[A Gentleman of France by Stanley Weyman]@TWC D-Link bookA Gentleman of France CHAPTER XV 3/30
The marquis entered at once, M. de Rosny followed, I brought up the rear; and the door was closed by a man who stood behind it.
We found ourselves crowded together at the foot of a very narrow staircase, which the doorkeeper--a stolid pikeman in a grey uniform, with a small lanthorn swinging from the crosspiece of his halberd--signed to us to ascend.
I said a word to him, but he only stared in answer, and M.de Rambouillet, looking back and seeing what I was about, called to me that it was useless, as the man was a Swiss and spoke no French. This did not tend to reassure me; any more than did the chill roughness of the wall which my hand touched as I groped upwards, or the smell of bats which invaded my nostrils and suggested that the staircase was little used and belonged to a part of the castle fitted for dark and secret doings. We stumbled in the blackness up the steps, passing one door and then a second before M.de Rambouillet whispered to us to stand, and knocked gently at a third.

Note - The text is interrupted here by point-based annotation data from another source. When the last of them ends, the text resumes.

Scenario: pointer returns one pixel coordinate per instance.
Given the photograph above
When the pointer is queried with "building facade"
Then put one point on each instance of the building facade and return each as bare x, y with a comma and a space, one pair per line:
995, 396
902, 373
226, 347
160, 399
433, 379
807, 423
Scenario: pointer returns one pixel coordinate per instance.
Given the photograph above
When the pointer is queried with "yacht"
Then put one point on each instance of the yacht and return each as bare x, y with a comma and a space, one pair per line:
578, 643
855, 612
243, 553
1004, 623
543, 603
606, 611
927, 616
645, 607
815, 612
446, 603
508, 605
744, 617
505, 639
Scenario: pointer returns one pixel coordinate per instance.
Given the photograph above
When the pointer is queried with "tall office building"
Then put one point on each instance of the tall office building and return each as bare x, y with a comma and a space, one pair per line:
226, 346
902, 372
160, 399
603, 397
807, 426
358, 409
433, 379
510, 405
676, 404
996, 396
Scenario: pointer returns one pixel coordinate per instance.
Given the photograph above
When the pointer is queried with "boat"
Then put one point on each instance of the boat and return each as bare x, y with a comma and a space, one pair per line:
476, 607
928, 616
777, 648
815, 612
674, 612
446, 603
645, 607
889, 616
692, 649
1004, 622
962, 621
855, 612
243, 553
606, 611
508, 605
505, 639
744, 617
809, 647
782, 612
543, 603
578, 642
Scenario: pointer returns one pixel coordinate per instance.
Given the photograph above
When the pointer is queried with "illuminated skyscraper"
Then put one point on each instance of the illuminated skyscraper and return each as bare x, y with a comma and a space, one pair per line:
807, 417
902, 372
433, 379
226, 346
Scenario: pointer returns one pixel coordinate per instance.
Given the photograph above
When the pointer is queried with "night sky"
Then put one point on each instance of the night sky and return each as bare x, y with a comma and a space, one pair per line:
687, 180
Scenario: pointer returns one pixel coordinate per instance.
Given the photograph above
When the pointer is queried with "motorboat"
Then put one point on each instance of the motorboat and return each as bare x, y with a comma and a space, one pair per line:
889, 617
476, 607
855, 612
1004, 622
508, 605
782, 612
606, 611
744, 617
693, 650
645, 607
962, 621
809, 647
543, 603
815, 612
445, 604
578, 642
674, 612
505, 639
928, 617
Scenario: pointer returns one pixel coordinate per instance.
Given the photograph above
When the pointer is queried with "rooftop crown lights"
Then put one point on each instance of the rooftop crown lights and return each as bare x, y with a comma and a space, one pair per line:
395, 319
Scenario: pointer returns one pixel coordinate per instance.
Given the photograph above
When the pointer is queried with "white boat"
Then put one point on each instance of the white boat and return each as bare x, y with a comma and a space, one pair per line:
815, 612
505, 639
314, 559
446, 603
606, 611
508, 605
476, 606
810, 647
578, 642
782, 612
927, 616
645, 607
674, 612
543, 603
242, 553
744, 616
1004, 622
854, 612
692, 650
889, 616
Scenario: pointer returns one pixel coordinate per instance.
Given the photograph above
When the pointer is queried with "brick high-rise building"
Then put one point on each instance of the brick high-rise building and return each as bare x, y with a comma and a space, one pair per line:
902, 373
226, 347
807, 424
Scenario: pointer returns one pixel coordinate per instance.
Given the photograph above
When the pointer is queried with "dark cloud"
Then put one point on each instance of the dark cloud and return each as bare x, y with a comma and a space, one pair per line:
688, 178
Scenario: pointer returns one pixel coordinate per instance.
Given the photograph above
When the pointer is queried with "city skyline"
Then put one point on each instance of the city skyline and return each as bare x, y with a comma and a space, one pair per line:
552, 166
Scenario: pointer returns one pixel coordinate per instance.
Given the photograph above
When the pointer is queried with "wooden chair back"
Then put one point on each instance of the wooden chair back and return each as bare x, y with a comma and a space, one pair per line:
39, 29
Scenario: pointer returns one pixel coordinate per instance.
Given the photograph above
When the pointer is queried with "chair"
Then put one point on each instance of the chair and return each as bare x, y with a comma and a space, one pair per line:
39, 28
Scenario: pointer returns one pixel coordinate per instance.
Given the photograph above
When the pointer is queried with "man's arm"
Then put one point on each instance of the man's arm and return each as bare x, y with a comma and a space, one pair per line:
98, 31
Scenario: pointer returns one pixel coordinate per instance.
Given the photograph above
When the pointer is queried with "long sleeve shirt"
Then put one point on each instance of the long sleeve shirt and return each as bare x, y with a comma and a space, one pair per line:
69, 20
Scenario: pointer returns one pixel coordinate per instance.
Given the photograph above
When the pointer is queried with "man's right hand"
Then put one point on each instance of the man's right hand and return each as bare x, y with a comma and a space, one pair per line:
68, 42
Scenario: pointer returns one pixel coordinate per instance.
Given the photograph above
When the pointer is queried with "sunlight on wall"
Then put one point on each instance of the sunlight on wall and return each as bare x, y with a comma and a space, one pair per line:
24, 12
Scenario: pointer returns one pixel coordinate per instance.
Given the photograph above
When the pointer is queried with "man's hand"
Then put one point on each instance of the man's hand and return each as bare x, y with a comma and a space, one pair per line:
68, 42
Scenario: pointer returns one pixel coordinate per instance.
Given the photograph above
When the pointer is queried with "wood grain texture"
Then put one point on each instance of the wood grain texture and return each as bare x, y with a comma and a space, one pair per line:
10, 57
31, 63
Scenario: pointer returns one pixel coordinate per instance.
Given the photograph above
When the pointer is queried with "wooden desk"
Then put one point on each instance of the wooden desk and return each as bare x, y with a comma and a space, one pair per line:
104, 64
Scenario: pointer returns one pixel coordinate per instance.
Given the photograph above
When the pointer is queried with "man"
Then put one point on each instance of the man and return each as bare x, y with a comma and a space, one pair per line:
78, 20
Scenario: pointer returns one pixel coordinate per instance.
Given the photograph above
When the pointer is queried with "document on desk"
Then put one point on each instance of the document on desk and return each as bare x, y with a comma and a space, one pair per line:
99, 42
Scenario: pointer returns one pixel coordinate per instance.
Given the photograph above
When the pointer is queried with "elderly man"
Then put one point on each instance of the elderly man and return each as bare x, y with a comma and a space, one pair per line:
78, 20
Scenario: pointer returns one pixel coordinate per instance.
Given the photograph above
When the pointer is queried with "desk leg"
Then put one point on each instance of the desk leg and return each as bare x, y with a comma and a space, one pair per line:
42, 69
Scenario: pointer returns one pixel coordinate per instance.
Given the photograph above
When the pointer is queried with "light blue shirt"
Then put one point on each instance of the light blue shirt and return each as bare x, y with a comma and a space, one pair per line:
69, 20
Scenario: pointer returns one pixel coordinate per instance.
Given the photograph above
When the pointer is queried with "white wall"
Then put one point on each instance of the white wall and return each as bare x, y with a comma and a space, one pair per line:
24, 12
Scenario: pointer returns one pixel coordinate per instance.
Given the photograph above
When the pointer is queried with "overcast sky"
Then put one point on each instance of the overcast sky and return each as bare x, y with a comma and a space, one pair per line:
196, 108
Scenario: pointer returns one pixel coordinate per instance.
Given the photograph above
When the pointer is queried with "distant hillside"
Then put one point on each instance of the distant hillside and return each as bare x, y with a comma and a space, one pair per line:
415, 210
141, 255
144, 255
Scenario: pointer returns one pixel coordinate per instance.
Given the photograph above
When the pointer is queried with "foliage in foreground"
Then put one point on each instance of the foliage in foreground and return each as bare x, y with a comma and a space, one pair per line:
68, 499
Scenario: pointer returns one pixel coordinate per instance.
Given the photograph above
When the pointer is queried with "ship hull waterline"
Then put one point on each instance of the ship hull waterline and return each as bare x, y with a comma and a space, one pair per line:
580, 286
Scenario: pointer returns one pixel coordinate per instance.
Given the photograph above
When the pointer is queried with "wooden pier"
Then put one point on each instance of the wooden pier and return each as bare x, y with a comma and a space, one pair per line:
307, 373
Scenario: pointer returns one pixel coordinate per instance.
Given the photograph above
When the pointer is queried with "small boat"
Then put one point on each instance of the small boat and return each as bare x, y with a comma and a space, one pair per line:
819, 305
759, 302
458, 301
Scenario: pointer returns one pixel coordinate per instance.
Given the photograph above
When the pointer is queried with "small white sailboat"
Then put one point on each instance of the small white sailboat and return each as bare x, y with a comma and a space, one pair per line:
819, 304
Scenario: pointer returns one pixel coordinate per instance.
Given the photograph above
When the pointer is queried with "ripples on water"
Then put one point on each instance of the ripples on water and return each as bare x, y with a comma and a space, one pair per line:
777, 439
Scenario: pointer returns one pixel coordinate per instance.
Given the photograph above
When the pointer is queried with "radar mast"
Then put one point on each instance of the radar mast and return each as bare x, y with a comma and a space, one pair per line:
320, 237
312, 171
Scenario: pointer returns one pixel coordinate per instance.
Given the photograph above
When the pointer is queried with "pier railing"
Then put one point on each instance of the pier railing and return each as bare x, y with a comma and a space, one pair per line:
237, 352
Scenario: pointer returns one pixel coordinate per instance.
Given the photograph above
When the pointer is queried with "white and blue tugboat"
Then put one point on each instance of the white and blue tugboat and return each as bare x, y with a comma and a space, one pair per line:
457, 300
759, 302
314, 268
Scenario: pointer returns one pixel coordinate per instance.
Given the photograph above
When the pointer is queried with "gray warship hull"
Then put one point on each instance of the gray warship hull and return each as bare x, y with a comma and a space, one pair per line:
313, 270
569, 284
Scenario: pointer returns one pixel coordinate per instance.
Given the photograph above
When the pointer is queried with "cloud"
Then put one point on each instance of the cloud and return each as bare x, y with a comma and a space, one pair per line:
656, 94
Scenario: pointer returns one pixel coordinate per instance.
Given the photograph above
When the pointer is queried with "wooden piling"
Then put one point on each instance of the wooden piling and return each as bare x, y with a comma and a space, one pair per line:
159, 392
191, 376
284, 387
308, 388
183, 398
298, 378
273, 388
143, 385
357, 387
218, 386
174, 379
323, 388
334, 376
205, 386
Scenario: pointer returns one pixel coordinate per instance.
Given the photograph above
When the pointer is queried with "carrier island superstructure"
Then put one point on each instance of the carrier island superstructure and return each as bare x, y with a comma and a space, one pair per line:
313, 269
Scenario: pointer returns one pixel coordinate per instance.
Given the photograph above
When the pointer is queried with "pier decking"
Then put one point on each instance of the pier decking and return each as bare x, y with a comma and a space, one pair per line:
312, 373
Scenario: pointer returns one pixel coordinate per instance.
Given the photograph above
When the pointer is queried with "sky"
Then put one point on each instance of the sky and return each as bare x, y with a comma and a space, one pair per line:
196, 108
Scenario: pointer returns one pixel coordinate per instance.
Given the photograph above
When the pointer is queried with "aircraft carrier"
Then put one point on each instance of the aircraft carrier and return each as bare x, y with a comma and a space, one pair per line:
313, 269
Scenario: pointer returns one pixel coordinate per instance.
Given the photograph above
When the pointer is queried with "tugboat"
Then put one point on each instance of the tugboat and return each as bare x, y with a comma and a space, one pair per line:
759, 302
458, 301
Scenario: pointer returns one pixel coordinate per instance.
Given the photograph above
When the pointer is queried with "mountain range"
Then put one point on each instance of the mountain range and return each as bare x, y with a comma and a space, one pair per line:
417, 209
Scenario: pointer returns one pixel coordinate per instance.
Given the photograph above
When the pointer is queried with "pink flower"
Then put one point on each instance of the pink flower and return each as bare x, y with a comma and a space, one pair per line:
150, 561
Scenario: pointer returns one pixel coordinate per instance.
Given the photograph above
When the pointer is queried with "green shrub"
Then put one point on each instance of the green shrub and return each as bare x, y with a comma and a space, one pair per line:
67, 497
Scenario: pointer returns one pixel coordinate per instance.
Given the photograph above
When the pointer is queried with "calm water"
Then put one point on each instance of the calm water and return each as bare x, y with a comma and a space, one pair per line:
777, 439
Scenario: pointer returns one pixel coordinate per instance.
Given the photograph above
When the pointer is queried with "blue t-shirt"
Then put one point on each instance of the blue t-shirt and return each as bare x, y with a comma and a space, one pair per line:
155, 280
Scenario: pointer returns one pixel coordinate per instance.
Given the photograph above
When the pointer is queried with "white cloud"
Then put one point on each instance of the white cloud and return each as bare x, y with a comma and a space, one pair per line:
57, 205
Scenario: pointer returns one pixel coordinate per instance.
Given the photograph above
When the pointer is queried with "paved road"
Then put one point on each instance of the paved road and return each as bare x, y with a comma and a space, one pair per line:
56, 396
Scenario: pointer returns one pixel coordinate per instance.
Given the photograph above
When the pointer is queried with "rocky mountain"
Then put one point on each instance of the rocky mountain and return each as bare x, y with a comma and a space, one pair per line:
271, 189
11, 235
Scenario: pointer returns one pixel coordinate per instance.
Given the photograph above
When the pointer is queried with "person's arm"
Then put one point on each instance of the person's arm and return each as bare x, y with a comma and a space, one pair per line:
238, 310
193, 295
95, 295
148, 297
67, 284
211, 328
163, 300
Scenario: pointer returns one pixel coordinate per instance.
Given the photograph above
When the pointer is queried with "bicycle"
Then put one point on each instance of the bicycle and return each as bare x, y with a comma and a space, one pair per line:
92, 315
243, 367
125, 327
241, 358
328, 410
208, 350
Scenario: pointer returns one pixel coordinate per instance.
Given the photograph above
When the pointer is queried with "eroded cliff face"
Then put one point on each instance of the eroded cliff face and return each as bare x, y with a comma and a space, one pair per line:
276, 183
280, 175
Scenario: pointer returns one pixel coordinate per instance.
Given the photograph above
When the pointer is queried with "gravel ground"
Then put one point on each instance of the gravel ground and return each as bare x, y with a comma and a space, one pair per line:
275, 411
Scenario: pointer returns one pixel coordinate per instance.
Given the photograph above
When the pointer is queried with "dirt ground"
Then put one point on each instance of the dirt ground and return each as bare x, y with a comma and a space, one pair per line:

The secrecy, the darkness, and above all the strange arrangements made to receive us, filled me with the wildest conjectures.
But when the door opened and we passed one by one into a bare, unfurnished, draughty gallery, immediately, as I judged, under the tiles, the reality agreed with no one of my anticipations.
The place was a mere garret, without a hearth, without a single stool.